PARIS– Um juiz francês, no julgamento de dezenas de homens acusados de estuprar uma mulher inconsciente, cujo agora ex-marido a drogou repetidamente para que ele e outros pudessem atacá-la, decidiu na sexta-feira divulgar ao público algumas das gravações de vídeo dos supostos estupros para torná-las acessíveis. .
A decisão do juiz Roger Arata, em Avignon, no sul de França, de permitir que os jornalistas e o público que assistiu ao julgamento vissem as imagens representa uma reviravolta surpreendente no caso que abalou a França.
Segue-se uma batalha judicial de duas semanas em que os jornalistas que acompanharam o julgamento e os advogados de Gisèle Pelicot – que alegadamente foi violada ao longo de uma década – argumentaram que os vídeos foram cruciais para a plena compreensão do julgamento extraordinário.
Pelicot, 71 anos, tornou-se um símbolo da luta contra a violência sexual na França. Ela insistiu que o julgamento fosse realizado em público, contrariamente à sugestão do tribunal de que fosse realizado à porta fechada.
Desde que as audiências começaram, em 2 de setembro, Pelicot ficou cara a cara com seu ex-marido Dominique Pelicot e outros 49 supostos estupradores quase todos os dias. Ela foi elogiada pela sua coragem e compostura e admirada por falar com uma voz calma e clara e permitir que o seu nome completo fosse publicado – algo incomum para vítimas em julgamentos de violação sob a lei francesa.
A sua insistência em que os vídeos gravados pelo seu ex-marido e apresentados como prova no julgamento – nos quais homens abusam sexualmente do seu corpo aparentemente lento – sejam mostrados ao público reflecte o seu desejo de que o julgamento sirva de exemplo nacional. Um de seus advogados disse à Associated Press.
“É um caso único: não temos uma única representação de estupro. Temos dezenas, centenas de vídeos de estupro”, disse o advogado Stéphane Babonneau. “Gisèle Pelicot acha que esta onda de choque é necessária para que ninguém possa dizer depois: ‘Eu não sabia que era estupro’.”
Os vídeos explícitos mostrados durante o julgamento, que destacaram as dificuldades que as vítimas de violência sexual podem enfrentar em França, são particularmente importantes, dizem os advogados de Pelicot, porque a grande maioria dos arguidos nega as acusações de violação.
Alguns réus afirmam que o marido de Pelicot os traiu, outros dizem que ele os forçou a fazer sexo com ela e eles ficaram com medo. Outros ainda argumentam que acreditavam que ela havia consentido ou que o consentimento do marido era suficiente.
Os vídeos, dizem os advogados, falam por si.
Com a decisão de sexta-feira, o juiz Arata anulou a sua decisão anterior, de 20 de setembro, de que os vídeos só seriam exibidos caso a caso e à porta fechada. Na altura, argumentou que elas minavam a “dignidade” das audiências.
Um dia depois, a Associação Francesa de Imprensa Judicial, apoiada pelos advogados de Pelicot, entrou com uma ação contra a decisão.
Anteriormente, os jornalistas e o público tinham de abandonar a sala do tribunal após a exibição de cada vídeo.
Jean-Philippe Deniau, jornalista que cobriu o sistema judicial para a Rádio France Inter e acompanhou o julgamento, disse que os vídeos foram importantes para a compreensão do caso pelas pessoas.

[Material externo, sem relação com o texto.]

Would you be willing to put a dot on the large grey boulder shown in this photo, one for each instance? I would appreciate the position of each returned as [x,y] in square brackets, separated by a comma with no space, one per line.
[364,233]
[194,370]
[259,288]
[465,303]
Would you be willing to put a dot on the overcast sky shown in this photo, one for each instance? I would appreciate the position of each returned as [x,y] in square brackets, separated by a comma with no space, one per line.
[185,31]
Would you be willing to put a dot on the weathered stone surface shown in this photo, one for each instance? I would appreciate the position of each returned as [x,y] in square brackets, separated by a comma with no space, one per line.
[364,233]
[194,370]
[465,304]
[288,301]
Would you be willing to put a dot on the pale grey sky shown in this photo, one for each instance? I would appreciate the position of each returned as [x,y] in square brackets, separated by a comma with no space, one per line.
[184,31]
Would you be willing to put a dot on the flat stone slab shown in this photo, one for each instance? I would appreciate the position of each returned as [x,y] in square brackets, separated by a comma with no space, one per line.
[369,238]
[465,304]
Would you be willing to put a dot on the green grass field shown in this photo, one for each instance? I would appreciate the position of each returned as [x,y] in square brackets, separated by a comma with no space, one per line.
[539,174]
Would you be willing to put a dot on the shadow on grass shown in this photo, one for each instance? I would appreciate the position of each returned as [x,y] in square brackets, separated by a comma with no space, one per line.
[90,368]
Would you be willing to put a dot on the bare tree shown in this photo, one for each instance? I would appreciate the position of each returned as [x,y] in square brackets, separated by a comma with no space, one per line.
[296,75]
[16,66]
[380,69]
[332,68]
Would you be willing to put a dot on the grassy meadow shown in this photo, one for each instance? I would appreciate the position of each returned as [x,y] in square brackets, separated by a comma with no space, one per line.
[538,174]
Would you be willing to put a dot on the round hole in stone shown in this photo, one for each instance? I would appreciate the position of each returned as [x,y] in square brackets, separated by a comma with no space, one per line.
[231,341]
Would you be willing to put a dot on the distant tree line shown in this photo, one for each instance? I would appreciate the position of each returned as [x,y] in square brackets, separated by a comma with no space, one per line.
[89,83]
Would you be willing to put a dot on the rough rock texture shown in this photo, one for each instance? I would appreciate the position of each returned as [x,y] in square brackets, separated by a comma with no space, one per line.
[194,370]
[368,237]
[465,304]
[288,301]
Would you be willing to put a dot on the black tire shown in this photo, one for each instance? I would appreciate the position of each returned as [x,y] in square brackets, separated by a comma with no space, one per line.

Eles não seriam mais perturbadores do que algumas das evidências que ele viu no passado, disse ele.
“Quando trabalhamos em julgamentos sobre ataques terroristas, crimes, assassinatos… sempre há momentos difíceis”, disse Deniau.
Como exemplo, ele mencionou como vários réus testemunharam no início desta semana que foram à casa dos Pelicots na Provença para fazer sexo consensual e que participaram de um “jogo” para ver se conseguiam acordar Gisèle Pelicot chapada.
Deniau disse que após o veredicto de sexta-feira, uma gravação de quatro minutos da coleção de vídeos foi mostrada ao tribunal no final do dia. Na sua opinião, Deniau disse que o vídeo parecia contrariar as alegações dos réus de “jogo” consensual.